What you're missing is that Baptists rebelled against the connection of the church with state power. They emphasized a regenerate church membership as opposed to one where the state and church see that all are baptized at birth as a sign of community membership. Baptists have always held to an orthdox view of scripture and have always been able to easily disassociate from those who are in heresy. The battle of the last couple of decades was over the question of whether determinations of orthodoxy would extend to cooperative institutions beyond the local church.
tlaloc seems to view social institutions in general in anarchist, anti-organizational terms ("give any organization long enough and it will become corrupted and embody the opposite of what it originally stood for"). Organization itself, in other words, is immoral since it only leads to corruption. It follows that tlaloc's call for more individualism and freedom in the Baptist Church in particular could never be satisfactorially realized until it makes the existence of the denomination in any meaningful and coherent sense impossible.
"1) will the baptist church ever suit me? No. But that's not the point."
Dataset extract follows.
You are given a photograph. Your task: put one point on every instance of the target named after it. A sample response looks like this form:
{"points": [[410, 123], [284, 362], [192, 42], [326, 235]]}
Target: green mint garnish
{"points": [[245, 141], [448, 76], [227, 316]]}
Sure it is. Given your admitted anarchist, individualist, anti-organizational beliefs, no church or organization of any kind will ever suit you.
"2) Does the current Baptist church suit Baptists and the ideals baptism was centered on? No."
Of course it does. Many millions of Baptist members proves that it suits them.
"3) why? because the organization was coopted and corrupted and now embodies the opposite of the religious freedom it originally stood for."
Hunter Baker's point, however, is that no Baptist ever held to the radical anarchist and individualist definition of religious freedom you espouse.
Tlaloc, there was no loophole. The SBC was set up in a democratic manner where presidents had the right to appoint committee members who appointed trustees. The conservative group won presidential elections enough times consecutively to gain control of institutions. Nothing hidden about that. It was a known strategy other Baptists tried to stop and failed. It did not compromise the core beliefs of autonomous local churches. Some autonomous local churches have left, which is their right. Many more have stayed, which is their right.